Combining endurance and strength training (concurrent training) may change the adaptation compared with single mode training. However, the site of interaction and the mechanisms are unclear. We have investigated the hypothesis that molecular signaling of mitochondrial biogenesis after endurance exercise is impaired by resistance exercise. Ten healthy subjects performed either only endurance exercise (E; 1-h cycling at ∼65% of maximal oxygen uptake), or endurance exercise followed by resistance exercise (ER; 1-h cycling + 6 sets of leg press at 70-80% of 1 repetition maximum) in a randomized cross-over design. Muscle biopsies were obtained before and after exercise (1 and 3 h postcycling). The mRNA of genes related to mitochondrial biogenesis [(peroxisome proliferator-activated receptor-γ coactivator-1 (PGC-1)α, PGC-1-related coactivator (PRC)] related coactivator) and substrate regulation (pyruvate dehydrogenase kinase-4) increased after both E and ER, but the mRNA levels were about twofold higher after ER (P < 0.01). Phosphorylation of proteins involved in the signaling cascade of protein synthesis [mammalian target of rapamycin (mTOR), ribosomal S6 kinase 1, and eukaryotic elongation factor 2] was altered after ER but not after E. Moreover, ER induced a larger increase in mRNA of genes associated with positive mTOR signaling (cMyc and Rheb). Phosphorylation of AMP-activated protein kinase, acetyl-CoA carboxylase, and Akt increased similarly at 1 h postcycling (P < 0.01) after both types of exercise. Contrary to our hypothesis, the results demonstrate that ER, performed after E, amplifies the adaptive signaling response of mitochondrial biogenesis compared with single-mode endurance exercise. The mechanism may relate to a cross talk between signaling pathways mediated by mTOR. The results suggest that concurrent training may be beneficial for the adaptation of muscle oxidative capacity.

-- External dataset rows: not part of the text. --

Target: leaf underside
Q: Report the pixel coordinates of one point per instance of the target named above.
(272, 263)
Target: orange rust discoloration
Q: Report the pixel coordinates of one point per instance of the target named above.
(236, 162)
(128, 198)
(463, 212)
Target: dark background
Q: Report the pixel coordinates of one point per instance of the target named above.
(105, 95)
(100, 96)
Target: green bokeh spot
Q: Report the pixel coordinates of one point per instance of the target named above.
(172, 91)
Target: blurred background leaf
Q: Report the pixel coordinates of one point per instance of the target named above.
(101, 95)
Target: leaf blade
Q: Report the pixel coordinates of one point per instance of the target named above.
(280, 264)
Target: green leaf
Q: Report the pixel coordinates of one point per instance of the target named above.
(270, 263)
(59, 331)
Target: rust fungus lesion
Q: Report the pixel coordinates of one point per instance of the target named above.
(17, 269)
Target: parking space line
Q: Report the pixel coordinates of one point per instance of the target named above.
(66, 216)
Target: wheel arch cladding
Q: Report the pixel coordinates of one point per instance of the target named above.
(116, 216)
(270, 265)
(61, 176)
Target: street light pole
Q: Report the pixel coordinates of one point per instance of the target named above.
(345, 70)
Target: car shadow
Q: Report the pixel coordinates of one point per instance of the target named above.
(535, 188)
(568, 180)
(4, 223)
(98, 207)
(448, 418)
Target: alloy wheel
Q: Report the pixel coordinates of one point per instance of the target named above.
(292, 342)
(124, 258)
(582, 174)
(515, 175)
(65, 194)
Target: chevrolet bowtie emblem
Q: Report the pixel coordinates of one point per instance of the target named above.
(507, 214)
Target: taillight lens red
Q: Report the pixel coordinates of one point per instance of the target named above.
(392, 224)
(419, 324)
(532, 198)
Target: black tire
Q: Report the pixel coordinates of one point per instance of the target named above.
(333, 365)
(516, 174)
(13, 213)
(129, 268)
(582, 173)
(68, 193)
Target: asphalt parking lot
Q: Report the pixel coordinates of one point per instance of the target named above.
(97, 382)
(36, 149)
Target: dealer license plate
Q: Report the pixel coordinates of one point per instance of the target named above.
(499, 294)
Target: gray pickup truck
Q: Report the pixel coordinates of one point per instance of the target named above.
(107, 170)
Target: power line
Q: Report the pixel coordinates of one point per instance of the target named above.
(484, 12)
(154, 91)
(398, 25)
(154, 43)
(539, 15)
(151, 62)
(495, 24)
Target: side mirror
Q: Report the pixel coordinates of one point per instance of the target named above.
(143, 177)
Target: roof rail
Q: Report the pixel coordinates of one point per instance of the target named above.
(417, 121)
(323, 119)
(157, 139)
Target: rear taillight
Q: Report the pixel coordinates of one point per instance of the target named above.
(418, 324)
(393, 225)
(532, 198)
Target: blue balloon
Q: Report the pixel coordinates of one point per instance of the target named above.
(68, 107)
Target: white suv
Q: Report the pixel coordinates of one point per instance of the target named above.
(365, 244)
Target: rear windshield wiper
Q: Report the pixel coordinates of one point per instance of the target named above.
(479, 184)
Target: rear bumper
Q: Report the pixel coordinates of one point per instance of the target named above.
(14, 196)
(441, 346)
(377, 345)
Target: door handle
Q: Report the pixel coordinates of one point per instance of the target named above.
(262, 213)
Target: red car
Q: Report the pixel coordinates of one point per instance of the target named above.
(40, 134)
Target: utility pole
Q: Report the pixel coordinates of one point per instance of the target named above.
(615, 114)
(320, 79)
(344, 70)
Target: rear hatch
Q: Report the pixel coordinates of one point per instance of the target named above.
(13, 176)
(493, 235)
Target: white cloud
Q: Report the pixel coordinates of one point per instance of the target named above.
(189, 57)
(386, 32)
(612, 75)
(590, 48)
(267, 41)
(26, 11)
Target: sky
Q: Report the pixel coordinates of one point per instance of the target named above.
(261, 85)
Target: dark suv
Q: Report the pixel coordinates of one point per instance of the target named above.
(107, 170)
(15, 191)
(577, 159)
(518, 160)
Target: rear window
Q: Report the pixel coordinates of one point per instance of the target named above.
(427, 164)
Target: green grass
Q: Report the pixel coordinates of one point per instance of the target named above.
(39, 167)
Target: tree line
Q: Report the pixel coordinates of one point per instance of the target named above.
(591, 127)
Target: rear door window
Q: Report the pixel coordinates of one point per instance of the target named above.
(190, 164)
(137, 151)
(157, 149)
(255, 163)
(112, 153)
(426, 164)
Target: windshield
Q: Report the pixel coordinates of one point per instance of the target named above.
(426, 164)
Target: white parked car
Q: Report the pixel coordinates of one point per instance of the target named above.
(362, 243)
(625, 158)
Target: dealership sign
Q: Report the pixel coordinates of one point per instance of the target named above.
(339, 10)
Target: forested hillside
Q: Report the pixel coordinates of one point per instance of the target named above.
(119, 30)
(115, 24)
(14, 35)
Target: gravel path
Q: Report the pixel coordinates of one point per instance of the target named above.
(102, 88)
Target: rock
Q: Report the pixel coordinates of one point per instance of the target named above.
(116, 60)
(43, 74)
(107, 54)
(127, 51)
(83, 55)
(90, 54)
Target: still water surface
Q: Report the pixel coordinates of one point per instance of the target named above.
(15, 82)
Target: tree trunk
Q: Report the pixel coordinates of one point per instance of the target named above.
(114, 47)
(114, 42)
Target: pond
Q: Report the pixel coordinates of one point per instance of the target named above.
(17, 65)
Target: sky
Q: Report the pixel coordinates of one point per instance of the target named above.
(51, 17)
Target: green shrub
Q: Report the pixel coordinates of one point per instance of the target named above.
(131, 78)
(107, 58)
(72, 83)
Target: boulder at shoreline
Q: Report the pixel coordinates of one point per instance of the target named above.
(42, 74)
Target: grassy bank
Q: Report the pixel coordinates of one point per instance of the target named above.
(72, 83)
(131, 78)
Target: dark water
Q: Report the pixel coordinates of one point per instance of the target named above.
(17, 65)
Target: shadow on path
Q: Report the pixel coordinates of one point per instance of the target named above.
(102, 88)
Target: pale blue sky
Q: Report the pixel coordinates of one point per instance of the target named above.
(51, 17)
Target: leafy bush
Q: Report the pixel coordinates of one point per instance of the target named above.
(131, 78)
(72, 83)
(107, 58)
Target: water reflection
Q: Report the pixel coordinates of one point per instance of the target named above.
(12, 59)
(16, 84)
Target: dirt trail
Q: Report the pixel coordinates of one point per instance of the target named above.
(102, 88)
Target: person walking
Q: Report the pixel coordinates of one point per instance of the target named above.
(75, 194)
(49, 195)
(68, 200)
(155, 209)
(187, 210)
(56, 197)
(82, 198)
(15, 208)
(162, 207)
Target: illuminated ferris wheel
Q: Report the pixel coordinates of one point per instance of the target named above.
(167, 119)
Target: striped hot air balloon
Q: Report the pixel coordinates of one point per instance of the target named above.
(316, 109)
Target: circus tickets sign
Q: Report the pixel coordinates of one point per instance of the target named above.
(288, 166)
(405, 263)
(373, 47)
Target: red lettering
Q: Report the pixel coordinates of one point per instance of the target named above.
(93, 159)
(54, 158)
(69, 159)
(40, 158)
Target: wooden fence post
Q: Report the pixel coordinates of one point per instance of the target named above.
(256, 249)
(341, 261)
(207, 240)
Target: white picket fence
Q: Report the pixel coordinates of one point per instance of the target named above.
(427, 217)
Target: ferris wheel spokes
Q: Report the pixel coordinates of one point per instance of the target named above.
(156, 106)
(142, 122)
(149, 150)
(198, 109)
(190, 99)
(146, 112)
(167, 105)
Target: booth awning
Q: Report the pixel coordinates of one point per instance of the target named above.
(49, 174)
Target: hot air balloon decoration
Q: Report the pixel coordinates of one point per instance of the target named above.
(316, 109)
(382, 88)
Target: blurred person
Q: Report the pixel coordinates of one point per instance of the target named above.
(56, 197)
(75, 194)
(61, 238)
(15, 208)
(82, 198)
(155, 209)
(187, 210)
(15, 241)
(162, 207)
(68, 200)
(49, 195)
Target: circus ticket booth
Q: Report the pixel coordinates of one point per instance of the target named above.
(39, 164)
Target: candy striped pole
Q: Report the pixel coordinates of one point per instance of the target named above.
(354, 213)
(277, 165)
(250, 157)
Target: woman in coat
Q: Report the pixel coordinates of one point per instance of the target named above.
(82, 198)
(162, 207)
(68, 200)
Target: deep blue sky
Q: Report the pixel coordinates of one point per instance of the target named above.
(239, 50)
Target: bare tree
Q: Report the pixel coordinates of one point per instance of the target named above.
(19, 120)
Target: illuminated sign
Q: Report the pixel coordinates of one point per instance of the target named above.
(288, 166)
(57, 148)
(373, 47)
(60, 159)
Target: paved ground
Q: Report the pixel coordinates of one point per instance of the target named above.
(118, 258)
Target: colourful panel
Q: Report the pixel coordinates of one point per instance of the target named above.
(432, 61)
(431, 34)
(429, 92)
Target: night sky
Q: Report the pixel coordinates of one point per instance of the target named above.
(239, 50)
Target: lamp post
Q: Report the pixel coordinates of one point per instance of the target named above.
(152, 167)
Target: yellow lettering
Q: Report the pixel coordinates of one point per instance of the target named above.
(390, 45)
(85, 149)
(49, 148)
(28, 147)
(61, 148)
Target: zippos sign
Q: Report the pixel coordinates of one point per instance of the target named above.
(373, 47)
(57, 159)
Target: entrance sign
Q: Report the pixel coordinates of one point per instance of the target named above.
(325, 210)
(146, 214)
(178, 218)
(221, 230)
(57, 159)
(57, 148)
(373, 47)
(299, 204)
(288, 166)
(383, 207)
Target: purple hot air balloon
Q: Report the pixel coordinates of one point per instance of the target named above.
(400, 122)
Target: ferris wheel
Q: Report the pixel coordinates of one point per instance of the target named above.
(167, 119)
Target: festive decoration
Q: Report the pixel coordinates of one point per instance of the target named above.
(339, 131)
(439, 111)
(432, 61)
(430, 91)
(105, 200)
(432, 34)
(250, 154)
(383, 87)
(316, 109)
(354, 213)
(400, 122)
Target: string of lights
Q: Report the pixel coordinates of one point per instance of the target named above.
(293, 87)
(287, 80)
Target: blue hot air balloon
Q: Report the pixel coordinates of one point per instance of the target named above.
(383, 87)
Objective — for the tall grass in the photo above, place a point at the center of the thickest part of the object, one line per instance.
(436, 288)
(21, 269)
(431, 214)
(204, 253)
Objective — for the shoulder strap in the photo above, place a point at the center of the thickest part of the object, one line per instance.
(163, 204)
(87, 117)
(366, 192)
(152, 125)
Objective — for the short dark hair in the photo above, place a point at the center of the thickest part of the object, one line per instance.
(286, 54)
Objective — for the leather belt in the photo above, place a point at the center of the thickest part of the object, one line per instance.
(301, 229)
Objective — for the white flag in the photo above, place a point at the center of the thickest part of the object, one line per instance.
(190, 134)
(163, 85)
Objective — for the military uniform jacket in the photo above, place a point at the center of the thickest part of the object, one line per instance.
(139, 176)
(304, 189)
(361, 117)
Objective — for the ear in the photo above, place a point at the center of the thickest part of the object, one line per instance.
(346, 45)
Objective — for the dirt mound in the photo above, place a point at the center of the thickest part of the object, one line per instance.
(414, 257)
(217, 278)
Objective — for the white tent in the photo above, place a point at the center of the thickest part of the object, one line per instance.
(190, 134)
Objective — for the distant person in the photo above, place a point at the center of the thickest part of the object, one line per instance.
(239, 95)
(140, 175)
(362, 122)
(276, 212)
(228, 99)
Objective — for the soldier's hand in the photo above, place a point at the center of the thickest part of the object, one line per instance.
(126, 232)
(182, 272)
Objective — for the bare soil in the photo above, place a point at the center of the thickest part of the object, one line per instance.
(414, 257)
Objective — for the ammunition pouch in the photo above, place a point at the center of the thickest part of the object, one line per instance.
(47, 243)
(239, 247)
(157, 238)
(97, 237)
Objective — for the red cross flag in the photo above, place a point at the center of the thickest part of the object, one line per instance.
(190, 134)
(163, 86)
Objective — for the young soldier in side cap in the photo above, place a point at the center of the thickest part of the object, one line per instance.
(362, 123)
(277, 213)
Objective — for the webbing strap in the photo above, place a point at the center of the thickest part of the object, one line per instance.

将耐力和力量训练(协同训练)相结合可能会改变与单一模式训练相比的适应情况。然而,相互作用的部位和机制尚不清楚。我们已经提出了一个假设,即耐力运动后线粒体生物发生的分子信号会被抗阻运动所损害。10 名健康受试者以随机交叉设计的方式分别进行仅耐力运动(E;以最大摄氧量的 65%进行 1 小时的自行车运动)或耐力运动后紧接着进行抗阻运动(ER;1 小时的自行车运动+70-80%1 次最大重复的腿推 6 组)。在运动前后(运动后 1 小时和 3 小时)采集肌肉活检。与线粒体生物发生相关的基因(过氧化物酶体增殖物激活受体-γ共激活因子-1(PGC-1)α、PGC-1 相关共激活因子(PRC))和底物调节(丙酮酸脱氢酶激酶-4)的 mRNA 在 E 和 ER 后均增加,但 ER 后的 mRNA 水平高约 2 倍(P < 0.01)。参与蛋白质合成信号级联的蛋白质(雷帕霉素靶蛋白(mTOR)、核糖体 S6 激酶 1 和真核伸长因子 2)的磷酸化在 ER 后而不是在 E 后发生改变。此外,ER 诱导与正向 mTOR 信号相关的基因(cMyc 和 Rheb)的 mRNA 增加更大。两种运动后 1 小时,AMP 激活的蛋白激酶、乙酰辅酶 A 羧化酶和 Akt 的磷酸化均相似地增加(P < 0.01)。与我们的假设相反,结果表明 ER 在 E 之后进行,与单一模式的耐力运动相比,放大了线粒体生物发生的适应性信号反应。其机制可能与 mTOR 介导的信号通路之间的串扰有关。结果表明,协同训练可能有益于肌肉氧化能力的适应。